Le tocaba a Vasiliki preguntar… a Draco.

- ¿Estás enamorado de alguien?- preguntó, con un poco de guasa. Era algo sabido por Slytherin que Malfoy siempre proclamaba a viva voz sus conquistas, porque nunca se enamoraba, y lo molestaban mucho por su "corazón de hielo". Así que realmente Vasiliki no esperaba una respuesta.

Pero ahora le tocaba a Malfoy sonrojarse.

- - dijo-

- ¿De quién?- preguntaron todos.

- ¡Es sólo una pregunta por turno!

Ahora todos hicieron que la botella girara y a Millicent le tocó hacerle la pregunta a Draco. Éste trató de escapar, pero nadie lo dejó.

- ¿De quién estas enamorado, Draco?

- Te respondo si me dices cómo se llama la chica que te gusta.

- Así no funciona el juego

- Entonces no contesto.

- Se llama Sullivan, Magda ¿De acuerdo?

- … Estoy enamorado de la hermana de Daphne.

Todos voltearon a ver a la susodicha, que parecía atónita. Pero siguió en sus trece de callada y el juego continuó.

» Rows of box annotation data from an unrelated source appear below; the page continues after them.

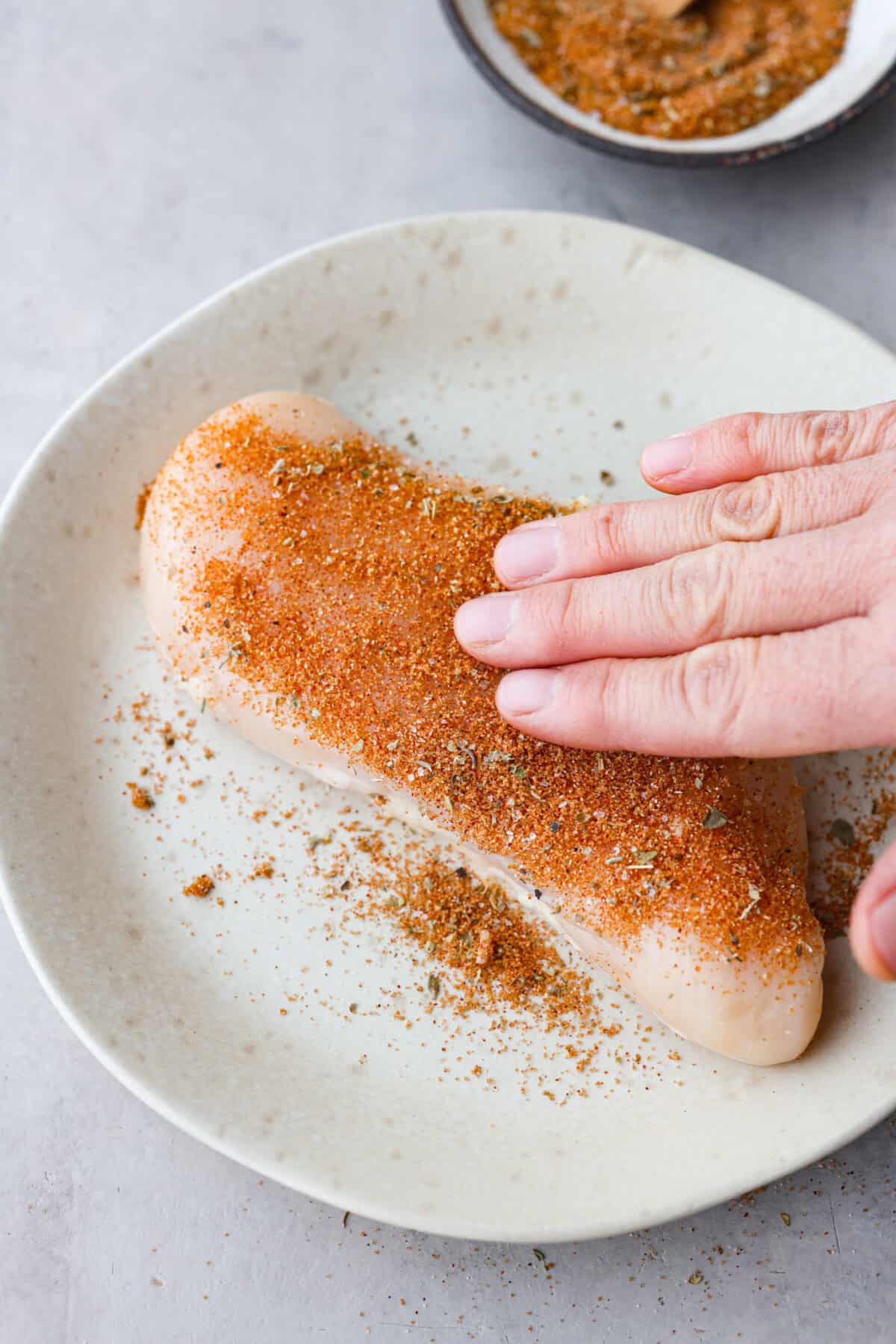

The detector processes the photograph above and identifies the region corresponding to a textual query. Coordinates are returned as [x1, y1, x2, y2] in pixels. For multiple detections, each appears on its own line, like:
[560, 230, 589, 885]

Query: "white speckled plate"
[0, 214, 896, 1240]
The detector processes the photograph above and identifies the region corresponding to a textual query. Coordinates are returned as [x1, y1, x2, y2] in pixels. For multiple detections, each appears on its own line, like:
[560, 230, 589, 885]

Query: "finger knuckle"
[526, 579, 585, 653]
[673, 640, 752, 755]
[657, 543, 735, 644]
[790, 411, 862, 466]
[573, 504, 626, 563]
[709, 476, 780, 542]
[712, 411, 765, 465]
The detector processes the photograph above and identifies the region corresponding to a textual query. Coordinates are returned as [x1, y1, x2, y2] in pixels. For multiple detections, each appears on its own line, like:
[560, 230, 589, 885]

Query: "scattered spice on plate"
[128, 779, 156, 812]
[134, 481, 152, 532]
[489, 0, 853, 140]
[184, 873, 215, 900]
[145, 406, 818, 974]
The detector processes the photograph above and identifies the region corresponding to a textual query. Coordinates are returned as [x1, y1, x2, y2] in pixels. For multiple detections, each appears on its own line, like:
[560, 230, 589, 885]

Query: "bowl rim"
[439, 0, 896, 168]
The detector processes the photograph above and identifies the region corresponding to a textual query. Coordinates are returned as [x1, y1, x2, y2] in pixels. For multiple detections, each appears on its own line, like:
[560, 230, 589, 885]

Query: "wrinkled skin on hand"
[455, 402, 896, 979]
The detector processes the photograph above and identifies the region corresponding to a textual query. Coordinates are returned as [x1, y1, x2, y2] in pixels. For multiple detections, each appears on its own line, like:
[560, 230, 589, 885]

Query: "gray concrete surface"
[0, 0, 896, 1344]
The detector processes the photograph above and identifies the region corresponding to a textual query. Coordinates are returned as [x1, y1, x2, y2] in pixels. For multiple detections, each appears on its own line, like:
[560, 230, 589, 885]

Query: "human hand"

Ahora Blaise le preguntó a Anne, mirándola de ese modo que hacía ver que estaba planeando algo. De pronto río. Sabía cuál era su punto débil.

- ¿Qué chisme nuevo nos escondes, Sally?

Anne miró a Victoria, desesperada y ella negó con la cabeza, pero el conjuro presionaba a la chica, que suspiró. En el fondo se moría por contarlo y ambas lo sabían.

"La que se va a armar… Harry va a matarme" pensó Victoria.

- ¿A qué no adivinan qué vi? O mejor dicho a quienvi.

- ¿Qué?- preguntaron todos.

- ¡Harry Potter estaba besando a Hermione Granger afuera de su Sala Común!

El silencio más denso se instaló en la Sala Común. ¿Habían oído bien? ¿Y qué iban a hacer con eso?

La risa cruel de Pansy se dejó oír.

- Lo sabía- dijo triunfal- Era de esperarse.

- ¿Por qué no lo hablamos con Rita Skeeter?- propuso Draco, con los ojos grises encendidos en perverso deleite- Seguro que la noticia le encantará.

- Seguro- anticipó Pansy.

Los Slytherin empezaron a fraguar la conspiración y Victoria tuvo ganas de esconder el rostro entre las manos.

"Sí" pensó "Si Harry no me odiaba antes, seguro lo hará ahora. Estoy acabada, ¡Acabada!"

Nadie, excepto Theo, se dio cuenta de su zozobra, pero ya era muy tarde.